Quoting intelligence inputs, the Army Commander said, ''Fifty-two militants' training camps are still operational across the border, out of which 29 to 30 are in the akistan-occupied-Kashmir and its Northern areas.'' Lt Gen Panag said although, the militancy in Kashmir has taken southwards move since 2003, but the infiltration from across the border was still continuing.
''About 5,000 odd-trained militants, including some misguided youths of Jammu and Kashmir, are waiting to intrude into this side of LoC.
He, however said some political parties had been demanding the withdrawal of Army from Jammu and Kashmir on the plea that the ''situation in the state has improved''.
''The Army believes that Pakistan can raise militancy in Jammu and Kashmir any time as it has adopted a wait and watch policy with India in order to take maximum benefits from the ongoing peace process on its own terms.'' Lt Gen Panag said, '' Pakistan can raise it any time to exploit democratic values and disturb peace in India.

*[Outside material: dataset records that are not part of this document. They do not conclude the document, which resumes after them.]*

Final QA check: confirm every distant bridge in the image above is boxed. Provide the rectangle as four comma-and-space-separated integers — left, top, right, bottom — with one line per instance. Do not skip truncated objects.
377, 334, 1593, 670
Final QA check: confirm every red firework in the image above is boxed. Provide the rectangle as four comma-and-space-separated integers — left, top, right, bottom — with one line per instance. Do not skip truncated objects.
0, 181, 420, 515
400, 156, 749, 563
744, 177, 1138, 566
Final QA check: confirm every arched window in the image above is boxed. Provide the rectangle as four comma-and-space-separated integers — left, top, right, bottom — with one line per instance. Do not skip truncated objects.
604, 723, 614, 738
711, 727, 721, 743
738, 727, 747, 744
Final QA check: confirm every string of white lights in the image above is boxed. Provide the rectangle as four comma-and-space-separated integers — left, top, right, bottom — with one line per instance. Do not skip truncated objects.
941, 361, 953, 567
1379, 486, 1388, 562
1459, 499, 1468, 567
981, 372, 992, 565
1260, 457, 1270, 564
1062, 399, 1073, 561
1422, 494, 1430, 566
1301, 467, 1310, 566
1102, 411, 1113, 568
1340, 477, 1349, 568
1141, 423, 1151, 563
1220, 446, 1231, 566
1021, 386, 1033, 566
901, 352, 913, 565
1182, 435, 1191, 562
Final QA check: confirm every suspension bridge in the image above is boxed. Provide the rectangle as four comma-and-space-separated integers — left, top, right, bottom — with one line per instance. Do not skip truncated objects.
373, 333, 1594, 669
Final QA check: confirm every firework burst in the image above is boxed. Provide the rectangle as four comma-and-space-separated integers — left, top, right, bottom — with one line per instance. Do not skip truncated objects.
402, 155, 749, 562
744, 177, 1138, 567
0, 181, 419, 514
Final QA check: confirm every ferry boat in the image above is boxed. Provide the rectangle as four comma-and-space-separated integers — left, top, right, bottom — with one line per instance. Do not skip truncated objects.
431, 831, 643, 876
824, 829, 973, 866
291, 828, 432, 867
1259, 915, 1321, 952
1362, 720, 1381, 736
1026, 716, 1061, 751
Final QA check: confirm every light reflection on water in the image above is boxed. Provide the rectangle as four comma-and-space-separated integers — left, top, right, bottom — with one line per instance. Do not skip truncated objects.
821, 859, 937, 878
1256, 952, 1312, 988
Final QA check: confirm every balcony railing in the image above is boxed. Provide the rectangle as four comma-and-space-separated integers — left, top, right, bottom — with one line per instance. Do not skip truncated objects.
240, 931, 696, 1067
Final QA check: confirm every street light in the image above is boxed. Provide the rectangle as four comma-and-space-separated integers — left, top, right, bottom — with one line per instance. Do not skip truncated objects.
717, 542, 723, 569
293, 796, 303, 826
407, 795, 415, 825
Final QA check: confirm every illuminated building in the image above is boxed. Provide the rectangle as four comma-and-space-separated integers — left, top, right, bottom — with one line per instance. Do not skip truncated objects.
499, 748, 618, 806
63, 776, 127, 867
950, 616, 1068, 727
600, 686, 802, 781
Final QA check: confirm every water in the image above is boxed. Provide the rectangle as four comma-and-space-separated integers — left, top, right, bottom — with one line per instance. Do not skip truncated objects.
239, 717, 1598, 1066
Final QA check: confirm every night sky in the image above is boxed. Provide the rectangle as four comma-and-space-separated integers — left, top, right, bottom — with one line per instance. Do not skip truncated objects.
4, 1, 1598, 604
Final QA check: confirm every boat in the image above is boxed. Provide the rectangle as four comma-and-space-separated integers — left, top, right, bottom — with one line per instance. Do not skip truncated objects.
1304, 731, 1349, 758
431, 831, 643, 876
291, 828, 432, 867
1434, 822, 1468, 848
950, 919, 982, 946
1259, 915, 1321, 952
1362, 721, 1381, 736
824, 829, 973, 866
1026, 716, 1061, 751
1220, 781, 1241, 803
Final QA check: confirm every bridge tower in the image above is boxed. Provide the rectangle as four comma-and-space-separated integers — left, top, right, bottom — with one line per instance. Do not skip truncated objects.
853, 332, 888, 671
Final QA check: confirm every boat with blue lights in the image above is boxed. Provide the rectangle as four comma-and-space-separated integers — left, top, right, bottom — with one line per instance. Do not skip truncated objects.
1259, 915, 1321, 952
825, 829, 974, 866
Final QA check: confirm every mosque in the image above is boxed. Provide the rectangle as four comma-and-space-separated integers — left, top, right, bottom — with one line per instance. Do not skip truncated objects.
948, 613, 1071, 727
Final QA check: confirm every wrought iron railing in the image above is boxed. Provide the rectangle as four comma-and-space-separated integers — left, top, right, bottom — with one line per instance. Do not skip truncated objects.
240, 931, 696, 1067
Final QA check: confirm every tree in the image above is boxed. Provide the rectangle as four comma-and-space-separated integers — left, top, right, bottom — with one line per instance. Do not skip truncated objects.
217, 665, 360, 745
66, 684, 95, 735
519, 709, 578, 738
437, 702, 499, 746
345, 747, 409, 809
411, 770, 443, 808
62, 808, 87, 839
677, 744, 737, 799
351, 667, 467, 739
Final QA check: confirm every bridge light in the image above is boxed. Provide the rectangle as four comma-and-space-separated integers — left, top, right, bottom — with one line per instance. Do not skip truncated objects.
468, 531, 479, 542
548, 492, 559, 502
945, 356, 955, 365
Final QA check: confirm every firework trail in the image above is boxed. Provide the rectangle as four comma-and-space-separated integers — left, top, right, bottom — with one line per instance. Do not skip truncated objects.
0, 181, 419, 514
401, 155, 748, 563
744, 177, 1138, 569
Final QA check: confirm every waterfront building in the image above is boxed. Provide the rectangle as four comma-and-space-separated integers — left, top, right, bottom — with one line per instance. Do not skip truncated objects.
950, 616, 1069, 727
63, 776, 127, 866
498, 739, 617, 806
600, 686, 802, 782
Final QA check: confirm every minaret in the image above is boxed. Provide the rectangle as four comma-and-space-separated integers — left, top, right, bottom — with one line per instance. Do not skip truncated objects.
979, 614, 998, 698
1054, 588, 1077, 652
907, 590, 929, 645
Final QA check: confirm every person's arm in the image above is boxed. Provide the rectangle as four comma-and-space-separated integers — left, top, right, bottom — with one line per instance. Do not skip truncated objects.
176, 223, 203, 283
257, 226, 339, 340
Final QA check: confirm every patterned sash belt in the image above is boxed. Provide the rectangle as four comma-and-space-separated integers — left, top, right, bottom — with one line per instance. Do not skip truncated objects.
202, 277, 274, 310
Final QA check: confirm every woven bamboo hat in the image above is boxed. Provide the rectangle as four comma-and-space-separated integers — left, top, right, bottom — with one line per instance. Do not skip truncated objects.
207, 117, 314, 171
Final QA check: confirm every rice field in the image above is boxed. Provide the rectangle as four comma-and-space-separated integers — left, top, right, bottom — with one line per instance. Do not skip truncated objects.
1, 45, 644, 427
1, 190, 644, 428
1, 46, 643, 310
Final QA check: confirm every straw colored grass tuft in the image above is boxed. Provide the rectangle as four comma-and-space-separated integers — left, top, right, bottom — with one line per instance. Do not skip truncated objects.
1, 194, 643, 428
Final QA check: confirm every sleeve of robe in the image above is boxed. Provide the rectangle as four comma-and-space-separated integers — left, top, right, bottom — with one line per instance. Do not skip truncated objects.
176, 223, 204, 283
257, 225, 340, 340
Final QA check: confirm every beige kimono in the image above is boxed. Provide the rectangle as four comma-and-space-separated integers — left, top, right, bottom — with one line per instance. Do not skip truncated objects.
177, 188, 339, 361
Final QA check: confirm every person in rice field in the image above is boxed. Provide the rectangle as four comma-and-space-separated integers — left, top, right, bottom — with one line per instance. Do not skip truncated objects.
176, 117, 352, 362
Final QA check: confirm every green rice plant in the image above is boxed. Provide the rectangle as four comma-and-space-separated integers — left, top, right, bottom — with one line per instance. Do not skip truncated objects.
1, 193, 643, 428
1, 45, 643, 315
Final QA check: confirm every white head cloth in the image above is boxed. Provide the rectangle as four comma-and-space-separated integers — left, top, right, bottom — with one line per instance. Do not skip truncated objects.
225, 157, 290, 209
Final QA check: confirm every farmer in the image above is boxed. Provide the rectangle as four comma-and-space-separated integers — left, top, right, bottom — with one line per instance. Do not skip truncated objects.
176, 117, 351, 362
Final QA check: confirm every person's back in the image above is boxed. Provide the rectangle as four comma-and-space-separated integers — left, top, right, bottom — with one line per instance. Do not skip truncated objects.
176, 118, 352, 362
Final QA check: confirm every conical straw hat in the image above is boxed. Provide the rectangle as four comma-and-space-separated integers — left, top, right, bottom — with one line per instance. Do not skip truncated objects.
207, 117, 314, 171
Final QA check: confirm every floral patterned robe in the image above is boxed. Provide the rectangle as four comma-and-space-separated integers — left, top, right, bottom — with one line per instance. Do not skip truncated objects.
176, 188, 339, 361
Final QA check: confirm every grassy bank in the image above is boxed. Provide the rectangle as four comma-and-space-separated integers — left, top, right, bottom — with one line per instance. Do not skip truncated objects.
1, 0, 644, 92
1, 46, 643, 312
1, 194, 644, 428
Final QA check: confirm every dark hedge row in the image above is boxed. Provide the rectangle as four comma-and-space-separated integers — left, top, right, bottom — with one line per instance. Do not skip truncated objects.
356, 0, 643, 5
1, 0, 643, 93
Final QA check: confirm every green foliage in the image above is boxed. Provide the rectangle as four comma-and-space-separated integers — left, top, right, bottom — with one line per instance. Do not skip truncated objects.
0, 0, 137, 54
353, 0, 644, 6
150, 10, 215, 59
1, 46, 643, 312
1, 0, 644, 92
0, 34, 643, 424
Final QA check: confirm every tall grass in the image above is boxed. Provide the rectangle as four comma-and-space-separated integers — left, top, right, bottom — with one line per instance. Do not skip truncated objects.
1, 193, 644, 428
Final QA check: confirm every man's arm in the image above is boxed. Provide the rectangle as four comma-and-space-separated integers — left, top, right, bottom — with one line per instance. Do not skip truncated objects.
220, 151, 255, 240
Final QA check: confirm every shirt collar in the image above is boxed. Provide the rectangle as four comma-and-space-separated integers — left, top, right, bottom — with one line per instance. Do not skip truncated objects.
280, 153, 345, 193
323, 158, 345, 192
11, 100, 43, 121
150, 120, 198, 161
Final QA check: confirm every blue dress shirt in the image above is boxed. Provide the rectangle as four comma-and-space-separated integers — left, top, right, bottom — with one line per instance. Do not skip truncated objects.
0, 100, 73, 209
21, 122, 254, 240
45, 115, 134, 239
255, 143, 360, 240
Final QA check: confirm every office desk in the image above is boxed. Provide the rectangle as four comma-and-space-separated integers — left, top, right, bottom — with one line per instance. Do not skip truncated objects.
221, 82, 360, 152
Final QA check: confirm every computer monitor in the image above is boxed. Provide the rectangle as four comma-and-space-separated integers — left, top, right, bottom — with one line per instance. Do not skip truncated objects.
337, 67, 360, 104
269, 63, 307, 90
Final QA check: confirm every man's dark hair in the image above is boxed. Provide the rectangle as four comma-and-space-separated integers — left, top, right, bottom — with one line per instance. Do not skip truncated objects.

''We have a successful counter-terrorism strategy but we keep a vigil because Pakistan can raise it (militancy) any time,'' the Army Commander said, asserting that there was no change in Pakistan's attitude towards militancy as it was still supporting and facilitating militants to infiltrate into this side.
On air-borne offensive against militants, like the one by Pakistan in FATA (Federally Administered Territorial Area), Lt Gen Panag said, ''We cannot use such force within our own territory as it makes people unfriendly.
''We don't want collateral damage in fighting terrorists,'' he said, maintaining that the Army would continue with the people-friendly counter-insurgency operations in the state.
When asked about al-Qaeda's presence, Lt Gen Panag said, ''We cannot say it (al Qaeda) is not there (in Jammu and Kashmir), but we have not come across any of its hardcore operative so far.'' ''The al-Qaeda has outsourced its operations to other terrorist outfits, like Jaish-e-Mohammad and Lashker-e-Toiba in Pakistan, to carry out its missions,'' he said.